- Me diga uma coisa que te dá medo!
Lançou o professor para Fernando. Ele já era um homem idoso, muito mais velho que o próprio, um senhor numa turma de jovens atores sedentos. Era um curso de cinema.
- Me diga uma coisa da qual você tem medo!
O começo do exercício dependia da resposta... resposta que não vinha.
- Um medo... Olha, quando um homem chega na minha idade e passa pelo que eu passei, já não tem mais medo de nada...

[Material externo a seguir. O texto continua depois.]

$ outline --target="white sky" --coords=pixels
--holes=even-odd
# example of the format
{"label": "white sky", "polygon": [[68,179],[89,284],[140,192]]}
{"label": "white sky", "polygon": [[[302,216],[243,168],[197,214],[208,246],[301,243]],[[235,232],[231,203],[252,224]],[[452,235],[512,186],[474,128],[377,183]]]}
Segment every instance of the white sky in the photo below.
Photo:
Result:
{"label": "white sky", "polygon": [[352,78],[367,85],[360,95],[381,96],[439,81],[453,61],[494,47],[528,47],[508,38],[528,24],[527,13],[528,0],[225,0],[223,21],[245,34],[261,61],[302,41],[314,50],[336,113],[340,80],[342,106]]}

Sabia muito pouco sobre a história daquele homem que se apresentava de pé. Sabia que era médico, que se aposentou por invalidez e que decidiu virar ator depois de sessenta. Sabia que tinha feito cursinho e vestibular para teatro, que havia passado e estava quase se formando.
- Você deve ter medo de alguma coisa...
- Não tenho, desculpe.
- Tente pensar em algo. Puxe pela memória... Lembre!
Ele realmente fazia esforço para lembrar-se de algo. A platéia esperava em silencio, até que...
- Lembrei... – Falava lento, como se explicasse algo extremamente complicado a um grupo de crianças - Na minha casa tem umas formigas bem pequenininhas que quando beliscam a gente, dói... dói! Eu “me pelo” de medo dessas formiguinhas.
Achei que era uma piada, depois que era uma fuga da situação. Só depois me ocorreu a possibilidade de ter ouvido uma resposta sincera. Seria possível uma vida sem medos? É o bônus da velhice? Perdemos sonhos, amigos, amores, dinheiro para descobrirmos que não precisamos temer – que não adianta? Que só existe uma força realmente destrutiva, organizada, quase indestrutível, contra a qual só nos resta a convivência forçada:
-As formigas?
Quanto mais eu vivo, menos entendo da vida...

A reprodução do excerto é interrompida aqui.